To better understand what goes into negotiating a plea deal in a murder case, WTOC Investigates interviewed long-time Georgia prosecutor Danny Porter. He’s been a prosecutor for 39 years and most recently served as the Gwinnett County District Attorney for 27 of them.
WTOC investigates shared the data about the increase in murder plea deals in Chatham County and the kinds of deals negotiated.
“It seems like if there’s that many of them, there is an effort to clear the docket. They have a fire sale going on,” Porter said. “That’s not a way, to me, to deal with a murder case. If you’re going to clear the books, clear with the less serious cases, don’t do it with a murder case.”
He said, in general, for a murder indictment to be reduced to voluntary manslaughter is rare.
”Normally, we would ask for 20 years in prison because our attitude was the defendant was getting the benefit because he wasn’t serving life.”
But he said, for a prosecutor to give probation for a manslaughter plea deal is even more rare.
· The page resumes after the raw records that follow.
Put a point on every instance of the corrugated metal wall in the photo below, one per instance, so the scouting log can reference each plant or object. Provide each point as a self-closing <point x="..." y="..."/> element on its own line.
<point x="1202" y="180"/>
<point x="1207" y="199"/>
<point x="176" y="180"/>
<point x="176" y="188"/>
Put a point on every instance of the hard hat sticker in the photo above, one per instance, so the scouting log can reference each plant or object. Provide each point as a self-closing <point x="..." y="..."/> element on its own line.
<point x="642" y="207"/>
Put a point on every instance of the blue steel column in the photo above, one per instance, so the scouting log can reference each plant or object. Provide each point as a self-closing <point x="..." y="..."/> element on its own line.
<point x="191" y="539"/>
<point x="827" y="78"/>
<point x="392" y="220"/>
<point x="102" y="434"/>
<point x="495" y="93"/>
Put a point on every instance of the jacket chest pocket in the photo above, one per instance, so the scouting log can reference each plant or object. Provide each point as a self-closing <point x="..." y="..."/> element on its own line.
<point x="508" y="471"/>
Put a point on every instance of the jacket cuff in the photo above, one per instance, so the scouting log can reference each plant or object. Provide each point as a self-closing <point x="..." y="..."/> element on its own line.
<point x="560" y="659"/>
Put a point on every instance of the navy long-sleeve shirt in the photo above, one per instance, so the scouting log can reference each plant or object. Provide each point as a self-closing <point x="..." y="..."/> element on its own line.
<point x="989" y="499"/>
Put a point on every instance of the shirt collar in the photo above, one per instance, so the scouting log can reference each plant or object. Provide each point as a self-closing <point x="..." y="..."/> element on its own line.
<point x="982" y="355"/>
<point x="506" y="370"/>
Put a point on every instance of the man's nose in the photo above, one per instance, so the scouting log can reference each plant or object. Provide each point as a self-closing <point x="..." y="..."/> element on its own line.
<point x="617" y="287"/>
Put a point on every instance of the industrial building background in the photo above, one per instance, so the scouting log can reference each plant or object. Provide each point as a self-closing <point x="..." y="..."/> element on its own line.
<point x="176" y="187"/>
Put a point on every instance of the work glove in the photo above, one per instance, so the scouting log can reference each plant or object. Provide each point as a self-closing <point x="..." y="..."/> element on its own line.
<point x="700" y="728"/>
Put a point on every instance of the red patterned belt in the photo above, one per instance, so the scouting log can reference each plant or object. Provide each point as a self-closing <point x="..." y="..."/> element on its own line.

”I’ve never done it,” he said.
A WTOC Investigation found his philosophy mostly held true in Chatham County before Jones took office. Probation for manslaughter, Porter said, is problematic because of how criminals are supervised.
”In general, we don’t do a good job in this state of monitoring people who have been released from prison who are placed on probation and part of that is the case load is so high,” he said. ”If we did a better job of supervising released inmates, then we would see the crime rate go down.”
Porter reviewed the plea hearing transcript in the Gallop case.
”If all you’ve got in that is an eyewitness identification and looking at the circumstances of this one - that’s not a very strong case. So, the prosecutor’s got an indicted case for murder, with enough to arrest, but a less than a 50 percent chance of winning at trial,” he said. “That may have been all he would take. I mean, when you’re in that situation where you’re plea bargaining and sometimes the defendant holds the upper hand.”
There is a risk to public safety when you sentence a violent offender to probation. It’s not an easy decision for a prosecutor to make, he said.
”Because you know if you go to trial your chances are you’re not going to succeed, but yet you have a dangerous individual you can put under court control. I mean, you’re betting he’s going to fail,” Porter said.
As it turns out, Gallop did fail when he pleaded guilty to manslaughter. He failed the terms of his federal probation.
Devonte’s mother knew about his federal case when she faced him in court.
”It’s like I told him in court, ‘I forgive him. However, I feel like the system has failed you as well as myself and that’s why we’re here today.’”
Gallop is now back in federal prison serving a two-year sentence for violating his federal probation after he was convicted of killing her son. He’s set to be released in August 2024.
Under Georgia law, a person who pleads guilty to manslaughter is eligible for probation. Probation records in Georgia are considered a state secret, so we don’t know how those who are sentenced are being monitored.
His defense attorney in the federal case declined to comment. WTOC Investigates repeatedly called and emailed Gallop’s public defender in the murder case, but he did not respond.
The Christmas holiday season is a difficult time of the year for Devonte’s family, especially with his birthday this past week. Over the weekend, the family channeled their grief into a toy drive to help a family in need.
“If it’s too late to make changes in my case, maybe it will help the next mother who loses a child in this way,” she said.